Die Sache mit der Vielfalt

Das erwähnte Urteil stärkte das Recht jedes einzelnen Beitragszahlers zu erfahren, wie das Programm zustande kommt – nicht nur, wofür das Geld ausgegeben wird. Eine beachtliche Wende. Und doch: Die Realität bleibt ernüchternd. Roland Schatz und sein Team zeigen auf, wie sich Berichterstattung seit Jahrzehnten einseitig entwickelt – insbesondere im Bereich der Wirtschaft, Politik und gesellschaftlicher Entwicklungen.

Statt Ausgewogenheit herrscht oft Monokultur: mehr Kündigungen als Neueinstellungen, mehr Pleiten als Gründungen, mehr Konvergenz als Kontroverse. Die Darstellung scheint geprägt von einer selektiven Wahrnehmung, die nicht den Tatsachen, sondern einer redaktionellen Brille folgt.
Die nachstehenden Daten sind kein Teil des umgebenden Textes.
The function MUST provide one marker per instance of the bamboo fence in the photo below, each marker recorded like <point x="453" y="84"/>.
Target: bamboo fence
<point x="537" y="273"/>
Dass die Vorwürfe sich mit all dem decken, was wir aus dem rechten politischen Spektrum seit Jahren hören, fällt auf. Ich hoffe, nicht nur mir. Es werden Charts präsentiert, die einen wissenschaftlichen Hintergrund der dargelegten Erkenntnisse belegen sollen. Bei mir befördern diese nun wahrlich nicht neuen Vorhaltungen eher Misstrauen. Weniger gegen ZDF und ARD, sondern gegen die, die sich dem allgemeinen Jammern über die Qualitätsverluste des ÖRR jederzeit bereitwilligst anschließen. Möglicherweise bin ich zu unsensibel für solche Wahrheiten, weil ich mein Wissen doch zum großen Teil aus ÖRR beziehe. Schon doof, werden manche sagen. Glaubt mir, ich bin gegenüber jedweder Nachricht skeptisch und bin bisher damit gut gefahren.

Wirtschaft – das ungeliebte Kind?

Familienunternehmen bzw. ihre Verbandsfunktionäre äußern sich in allen Medien kritisch über den wirtschaftlichen Zustand des Landes. Aber dann höre ich, dass eine Umfrage unter 908 deutschen Familienunternehmern folgendes zutage brachte: Das ZDF gilt als wirtschaftsfeindlichster Sender. 53 % der Befragten gaben das so an – kein kleiner Befund. Die ARD folgte mit 30 %. Private Sender rangierten weit dahinter – aus Sicht der Unternehmer immerhin „neutraler“. Die dazu vorgelegten Charts (s. Video) belegen die merkwürdige schiefe Bilanz, die ich (also permanenter Nutzer der ÖRR) nicht wirklich nachvollziehen kann.

Das Unbehagen zeigt sich in Zahlen: Während in Deutschland in großem Maßstab neue Arbeitsplätze entstehen und Start-ups gegründet werden, vermitteln die öffentlich-rechtlichen Sender das Bild einer Wirtschaft im freien Fall. Negativität als redaktionelles Prinzip? Ein Vorwurf, der schwer wiegt. Und der soll ausweislich solcher Charts vor allem auf Berichte des ÖRR zureffen. Das halte ich für lächerlich. Insbesondere dann, wenn es um KI geht, sind die Nachrichten (auch die aus unabhängigen Quellen) doch von ganz anderer Natur. Als ob die medienübergreifende Fixierung auf negative Nachrichten ein Phänomen wäre, das wir nur vom ÖRR kennen.

Politik in Schieflage

Auch die politische Berichterstattung kommt nicht ungeschoren davon. Positionen von SPD, Grünen und Linkspartei würden laut Analyse deutlich häufiger und positiver dargestellt als ordnungspolitische Konzepte von CDU, FDP oder anderen liberal-konservativen Akteuren. Die Gründe? Man müsse, so Schatz, nur auf die parteipolitische Zusammensetzung vieler Redaktionen schauen.

Es gibt auch Meldungen von ganz anderer Seite, die besagen, dass unsere Wirtschaft nicht gut läuft und uns deshalb einiges Ungemach ins Haus steht. Es sind keineswegs links- oder grün orientierte Medien, die von diesen Zeiten berichten. Von solchen Experten wie Roland Tichy (früher Chef der Wirtschaftswoche) möchte ich gar nicht erst anfangen. Wie passen dessen penetranten Vorhaltungen zur schlechten Lage unserer Wirtschaft zum Vorwurf der Einseitigkeit des linken Spektrums? Völlig verrückt.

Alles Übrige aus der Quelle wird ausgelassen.